Microsoft is retiring certain Azure facial recognition features
- In a recent blog post, Microsoft made some petty interesting promises to users.
- The company will soon start phasing out some Azure facial recognition features.
- Microsoft also told its users it plans to take a more responsible approach to AI.
About 10 years ago we were all craving more advanced and futuristic technology, and here we are a decade later, benefiting from cutting-edge, alien-like gadgets and software.
However, and this is for all you Terminator fans out there, there comes a point when researchers and developers get a bit overwhelmed by what they created.

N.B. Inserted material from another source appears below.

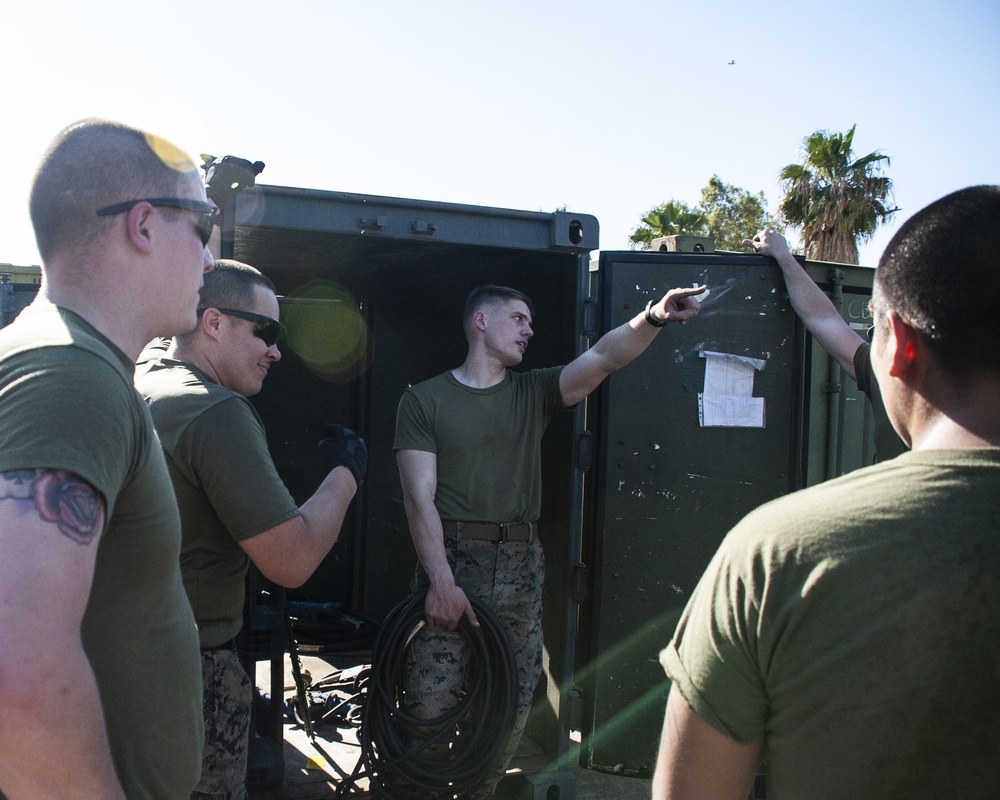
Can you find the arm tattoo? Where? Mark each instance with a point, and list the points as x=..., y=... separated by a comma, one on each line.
x=59, y=497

No, we’re not talking about Skynet and the impending robot uprising, but about facial recognition and how far this technology has come.
In fact, Microsoft is eliminating public access to some AI-powered facial analysis tools, specifically one that claims to identify a subject’s emotion from videos and pictures.

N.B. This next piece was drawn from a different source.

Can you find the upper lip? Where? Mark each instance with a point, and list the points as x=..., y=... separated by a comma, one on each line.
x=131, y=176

Microsoft vouches to take a more responsible approach to AI
There’s no denying the fact that this type of emotion recognition tools have been harshly criticized by experts throughout the years.
The tech giant says it’s taking a responsible approach to artificial intelligence, meaning that it focuses on keeping people and their goals at the center of decisions relating to design.

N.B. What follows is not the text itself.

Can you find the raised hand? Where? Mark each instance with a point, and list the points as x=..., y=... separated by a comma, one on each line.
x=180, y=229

Microsoft has to balance respecting enduring values like fairness, reliability and safety, privacy and security, inclusiveness, transparency, and accountability.
This recent decision to block access to some of the facial recognition features has thus been taken, in order to check all of the above-mentioned marks.
So, all new users that sign up to use the framework will no longer have access to these detection features, while existing customers will lose access after June 30th, 2023.
Redmond officials also stated that better, more equitable futures will require new guardrails for AI, to avoid unpleasant situations.
Microsoft’s Responsible AI Standard is one contribution toward this goal, and the company already has all of its engines running.
There was also talk of a commitment to being a lot more open, honest, and transparent in its efforts to make meaningful progress.